Wednesday, August 24, 2011

Having Your Cake

I suppose there is at least one point, and more likely several points, in a person's life when it is time to make a change. Like a big change. A change that involves leaving people they love and parts of who they are behind. A change that means some roads might be closed for good. When I say "they", I am speaking, of course, of myself.

I know what is easy. I know what has worked fairly well. I know where I can fit. I know what has become a bit boring. I know what I'd be missing. I know what is exciting. I know what is scary. I know what I don't know how to do. I know where I don't know what to expect.

Just when I thought I finally had it figured out and I'd gotten over my sick obsession with analyzing every decision to the nth degree, I am lost and confused again.

Why do I feel like one choice leads to the end of my childhood? Perhaps it's time for that anyway, but it's so addictive to come home to hippies and half-naked dance parties. To be in a community that is so energetic and vibrant and diverse. It's tiring too though.

I suppose, as a friend said, I want to have my cake and eat it too. But, isn't that what you're supposed to do with cake? What a silly saying, as if people would get cake just to have it around. And that brings another excellent question, what if you opt for just eating the cake? Is that even possible if you don't have the cake to begin with? Or is it that someone else could have the cake and give you a piece, so it's not your cake, but you get to eat it? But if it is your cake, you get to guard it and disperse it, but not eat it?

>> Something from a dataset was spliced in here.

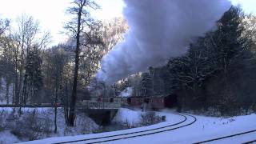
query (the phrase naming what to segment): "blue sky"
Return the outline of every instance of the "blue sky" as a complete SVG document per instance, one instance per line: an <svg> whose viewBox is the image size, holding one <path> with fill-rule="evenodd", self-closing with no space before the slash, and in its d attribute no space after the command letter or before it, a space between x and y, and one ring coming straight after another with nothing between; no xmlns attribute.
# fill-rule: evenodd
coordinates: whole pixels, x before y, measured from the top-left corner
<svg viewBox="0 0 256 144"><path fill-rule="evenodd" d="M101 20L108 20L122 16L125 6L122 0L96 0L102 10L92 12L92 14ZM231 0L232 3L241 4L246 13L256 14L256 0ZM63 31L63 22L68 18L65 10L72 0L0 0L0 18L10 18L15 23L18 16L27 14L37 18L42 30L50 30L53 36L53 44L58 44L66 38Z"/></svg>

How long have I been eating cake for? It might be time to change my diet. I suppose my obsession over cake is unhealthy. If I just ate a good meal and had cake every now and then without worrying so much about not getting to have cake most of the time or thinking that I have to give cake up all together then I'd probably be much healthier physically and emotionally.

Om nom nom cake. But after a while it gets to be too much sweetness. Like when we took those magic berry pills at Kingman and EVERYTHING tasted sweet for 2 hours, I nearly vomited. I couldn't stand sweetness for a while and I still can't drink Guinness without gagging.

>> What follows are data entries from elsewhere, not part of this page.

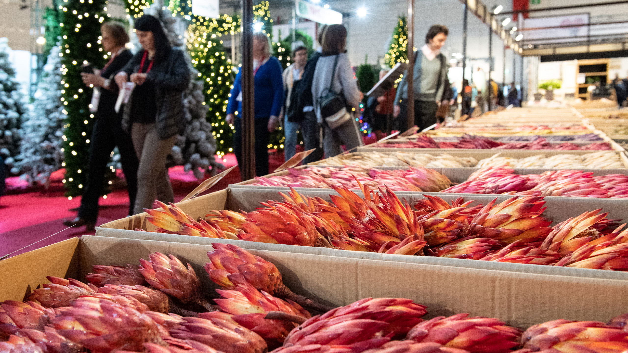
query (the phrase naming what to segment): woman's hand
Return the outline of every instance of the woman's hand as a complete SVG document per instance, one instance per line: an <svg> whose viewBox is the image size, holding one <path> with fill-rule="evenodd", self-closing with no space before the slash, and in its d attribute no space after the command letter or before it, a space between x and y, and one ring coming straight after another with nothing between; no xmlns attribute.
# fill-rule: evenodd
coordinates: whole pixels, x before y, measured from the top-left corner
<svg viewBox="0 0 628 353"><path fill-rule="evenodd" d="M274 115L271 116L271 118L268 119L268 132L272 133L274 131L274 129L277 128L277 123L279 122L279 118Z"/></svg>
<svg viewBox="0 0 628 353"><path fill-rule="evenodd" d="M135 82L135 84L141 85L144 81L146 80L146 73L143 72L141 73L139 72L136 72L131 75L131 82Z"/></svg>
<svg viewBox="0 0 628 353"><path fill-rule="evenodd" d="M236 119L236 116L232 114L227 114L227 117L225 118L225 121L227 122L229 125L232 125L234 123L234 120Z"/></svg>
<svg viewBox="0 0 628 353"><path fill-rule="evenodd" d="M94 86L104 87L105 85L105 79L94 73L86 73L81 72L81 78L83 79L83 83L85 85L94 85Z"/></svg>
<svg viewBox="0 0 628 353"><path fill-rule="evenodd" d="M126 84L128 79L129 76L126 74L126 72L118 72L117 75L114 77L116 84L118 85L118 89L121 90L124 89L124 85Z"/></svg>

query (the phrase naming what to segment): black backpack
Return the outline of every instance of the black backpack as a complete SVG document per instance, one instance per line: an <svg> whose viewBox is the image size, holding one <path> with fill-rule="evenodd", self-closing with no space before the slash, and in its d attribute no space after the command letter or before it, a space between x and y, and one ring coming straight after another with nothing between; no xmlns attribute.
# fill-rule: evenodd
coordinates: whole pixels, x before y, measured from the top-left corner
<svg viewBox="0 0 628 353"><path fill-rule="evenodd" d="M339 56L336 55L336 58L333 60L333 70L332 71L332 79L330 80L329 87L325 89L318 97L320 116L323 120L347 108L344 96L333 91L333 77L336 73L336 66L338 65Z"/></svg>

Sigh. I wish there was some way to get my food from the farmer's market, but still live around the corner or something from the cake shop. But it appears that if I go to the farmer's market (well, actually it would probably be more like Trader Joe's because it's not quite as hippie, free-love as the farmer's market) that the cake shop would be a 6 hour drive away. And, the cake shop just got some new goodies, like an awesome acro partner imported from NM. Although, Trader Joe's (cuz it's not actually the farmer's market) just got a great new shipment of lovely friend from Santa Fe.

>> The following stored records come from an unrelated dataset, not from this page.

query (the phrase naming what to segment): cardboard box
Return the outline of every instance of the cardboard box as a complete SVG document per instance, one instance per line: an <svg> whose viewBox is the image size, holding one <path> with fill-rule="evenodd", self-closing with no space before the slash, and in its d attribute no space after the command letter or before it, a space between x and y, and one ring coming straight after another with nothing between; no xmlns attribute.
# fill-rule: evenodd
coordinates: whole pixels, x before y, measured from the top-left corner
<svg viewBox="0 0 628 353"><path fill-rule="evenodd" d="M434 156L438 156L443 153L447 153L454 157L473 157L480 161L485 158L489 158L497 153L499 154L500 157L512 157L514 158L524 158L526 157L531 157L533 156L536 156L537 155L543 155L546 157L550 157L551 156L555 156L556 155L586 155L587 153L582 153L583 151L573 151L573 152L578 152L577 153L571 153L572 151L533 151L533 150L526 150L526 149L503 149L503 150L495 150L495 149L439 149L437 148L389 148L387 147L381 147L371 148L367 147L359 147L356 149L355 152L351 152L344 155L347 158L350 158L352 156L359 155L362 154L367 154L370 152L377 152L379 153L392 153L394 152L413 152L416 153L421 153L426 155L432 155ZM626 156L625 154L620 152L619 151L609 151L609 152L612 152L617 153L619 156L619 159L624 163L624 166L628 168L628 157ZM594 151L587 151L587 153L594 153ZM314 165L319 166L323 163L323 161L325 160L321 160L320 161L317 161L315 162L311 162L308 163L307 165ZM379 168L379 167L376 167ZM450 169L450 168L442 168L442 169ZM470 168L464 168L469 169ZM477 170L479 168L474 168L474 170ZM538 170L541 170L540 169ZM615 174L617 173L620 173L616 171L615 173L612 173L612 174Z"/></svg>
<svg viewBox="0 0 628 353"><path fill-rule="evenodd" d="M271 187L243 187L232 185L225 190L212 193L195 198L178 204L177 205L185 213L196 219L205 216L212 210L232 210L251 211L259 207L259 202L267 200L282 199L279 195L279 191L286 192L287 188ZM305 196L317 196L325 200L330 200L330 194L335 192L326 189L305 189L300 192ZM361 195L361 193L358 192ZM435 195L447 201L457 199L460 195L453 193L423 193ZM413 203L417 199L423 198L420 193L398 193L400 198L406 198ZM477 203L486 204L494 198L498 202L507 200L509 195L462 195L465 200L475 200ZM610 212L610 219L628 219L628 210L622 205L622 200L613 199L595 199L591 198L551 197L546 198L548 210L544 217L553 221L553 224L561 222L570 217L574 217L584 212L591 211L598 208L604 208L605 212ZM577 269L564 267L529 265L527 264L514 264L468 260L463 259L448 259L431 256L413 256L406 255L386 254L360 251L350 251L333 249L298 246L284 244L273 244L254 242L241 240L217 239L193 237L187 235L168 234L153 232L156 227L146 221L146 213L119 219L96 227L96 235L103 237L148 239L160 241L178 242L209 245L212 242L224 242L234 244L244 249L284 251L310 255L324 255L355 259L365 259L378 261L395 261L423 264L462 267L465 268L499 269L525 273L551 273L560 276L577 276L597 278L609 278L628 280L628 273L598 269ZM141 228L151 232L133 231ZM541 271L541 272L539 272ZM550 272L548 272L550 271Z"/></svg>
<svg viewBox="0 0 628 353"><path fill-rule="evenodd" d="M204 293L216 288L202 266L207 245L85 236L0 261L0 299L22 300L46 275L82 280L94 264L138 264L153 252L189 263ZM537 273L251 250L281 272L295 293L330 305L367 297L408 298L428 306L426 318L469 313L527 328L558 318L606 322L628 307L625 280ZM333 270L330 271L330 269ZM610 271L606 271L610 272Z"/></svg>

"Oh fudge!" to quote a 10-year-old-changing-a-flat-tire friend of mine and to make this post sweeter.

Goodness, I am corny. Which could be kind of like cake if it was in corn bread. Yes, I am corn-bready. And obviously brain-fried from the over thinking I've been doing. Mmmm... fried cornbread.

Thanks for letting me be crazy all over your eyes. Hopefully I'll figure out this whole cake fiasco soon.